Quite a tough forecast the next 7 days! First we have to figure out how low the snow level goes the next 2-3 days and how much falls where, then it’s on to the possibility of more significant snowfall early next week.
You’ve seen my thoughts in the previous post. Lots of onshore flow and brisk south/southwest wind continues at the lowest elevations through Thursday night. My gut forecast instinct is that means nothing other than a dusting possible in isolated low elevation spots. I think our RPM model (and probably the UW NAM model again…it’s a real pain) are too agressive with overnight cooling both tomorrow night and Thursday night. They both show temps down around freezing even at the lowest elevations both nights. Sure, that’ll happen in isolated spots (Forest Grove?) if the south wind dies down, but I find that really hard to believe for most of us in the Valleys. That’s where those models both combine the overnight temps and continuing showers into several inches of snowfall. So I’m discounting that in my forecast (the previous post).

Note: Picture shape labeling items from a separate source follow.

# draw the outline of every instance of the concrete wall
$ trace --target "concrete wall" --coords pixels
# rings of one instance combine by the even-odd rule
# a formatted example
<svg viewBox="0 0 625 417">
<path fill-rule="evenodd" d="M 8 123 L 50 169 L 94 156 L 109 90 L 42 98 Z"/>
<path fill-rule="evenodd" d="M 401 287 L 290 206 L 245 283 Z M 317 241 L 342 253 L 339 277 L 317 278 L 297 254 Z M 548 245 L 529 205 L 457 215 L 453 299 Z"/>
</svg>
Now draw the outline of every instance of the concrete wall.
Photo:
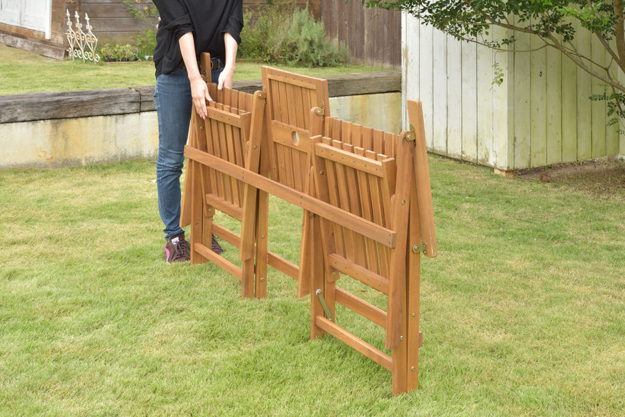
<svg viewBox="0 0 625 417">
<path fill-rule="evenodd" d="M 392 133 L 401 125 L 399 73 L 331 76 L 333 116 Z M 261 90 L 260 80 L 237 90 Z M 0 96 L 0 169 L 156 159 L 153 87 Z"/>
</svg>

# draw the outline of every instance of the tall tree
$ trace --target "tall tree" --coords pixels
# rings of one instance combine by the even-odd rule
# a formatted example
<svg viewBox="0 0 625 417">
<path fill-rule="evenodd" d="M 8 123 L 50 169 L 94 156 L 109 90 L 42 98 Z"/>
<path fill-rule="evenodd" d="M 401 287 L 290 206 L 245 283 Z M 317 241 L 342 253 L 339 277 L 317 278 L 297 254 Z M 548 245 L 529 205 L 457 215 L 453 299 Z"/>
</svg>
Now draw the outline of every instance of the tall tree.
<svg viewBox="0 0 625 417">
<path fill-rule="evenodd" d="M 426 24 L 458 40 L 512 51 L 515 34 L 530 33 L 542 40 L 541 48 L 556 48 L 580 68 L 611 87 L 613 110 L 623 113 L 625 83 L 616 67 L 625 71 L 625 26 L 623 0 L 361 0 L 367 7 L 406 12 Z M 574 24 L 575 20 L 578 25 Z M 493 26 L 508 29 L 507 37 L 487 41 Z M 577 49 L 576 28 L 595 36 L 610 60 L 598 62 Z M 517 51 L 518 52 L 518 51 Z M 614 108 L 617 105 L 617 108 Z"/>
</svg>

Drying commences on Friday (especially the GFS, it takes all the moisture south), and that continues through Saturday night.

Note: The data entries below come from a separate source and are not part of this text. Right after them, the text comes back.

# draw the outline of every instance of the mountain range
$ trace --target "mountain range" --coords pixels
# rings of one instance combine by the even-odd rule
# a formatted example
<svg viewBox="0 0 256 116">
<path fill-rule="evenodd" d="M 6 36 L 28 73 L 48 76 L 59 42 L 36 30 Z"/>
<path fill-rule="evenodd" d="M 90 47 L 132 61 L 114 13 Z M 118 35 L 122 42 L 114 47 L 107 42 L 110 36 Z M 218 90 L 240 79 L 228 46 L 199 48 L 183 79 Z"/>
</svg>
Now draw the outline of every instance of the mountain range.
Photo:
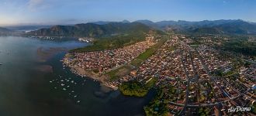
<svg viewBox="0 0 256 116">
<path fill-rule="evenodd" d="M 237 20 L 204 20 L 200 22 L 189 21 L 161 21 L 153 22 L 149 20 L 138 20 L 147 26 L 156 29 L 185 33 L 206 34 L 239 34 L 256 35 L 256 23 Z"/>
<path fill-rule="evenodd" d="M 97 22 L 99 23 L 99 22 Z M 41 29 L 28 32 L 30 36 L 71 36 L 71 37 L 105 37 L 111 36 L 147 33 L 155 30 L 140 22 L 108 22 L 99 25 L 82 23 L 74 26 L 54 26 L 48 29 Z"/>
<path fill-rule="evenodd" d="M 7 29 L 8 28 L 8 29 Z M 149 30 L 161 30 L 178 33 L 196 34 L 237 34 L 256 35 L 256 23 L 240 19 L 236 20 L 203 20 L 189 21 L 161 21 L 154 22 L 150 20 L 137 20 L 130 22 L 94 22 L 69 26 L 21 26 L 16 28 L 0 28 L 0 33 L 9 33 L 13 30 L 26 29 L 31 31 L 26 35 L 45 36 L 88 36 L 102 37 L 134 32 L 147 33 Z M 43 28 L 37 29 L 39 28 Z"/>
</svg>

It seems to me the GFS is trending a bit more towards the ECMWF on the Sunday-Monday system, swinging far more energy offshore before bringing it inland on Monday. At least that’s the GFS trend the last 3 model runs. But as we’ve seen in the recent past, (November and again in early January), those small details on the global models have huge effects down here near sea level in the Pacific Northwest where we live in such a borderline snow climate. The ECMWF (Sun-Mon) is another borderline snow situation, in fact I don’t see any sticking snow in the Valleys Sunday or Sunday evening on that model. The GFS (as of 00z) is slightly colder and looks a bit better for SOME snow Sunday night or Monday morning, but this could easily just be a “dusting” event again. Still too far away to know. I see both models are drier after that time. Regardless, as of now I don’t see a great setup for a major snowstorm (3″+). But even that could still change.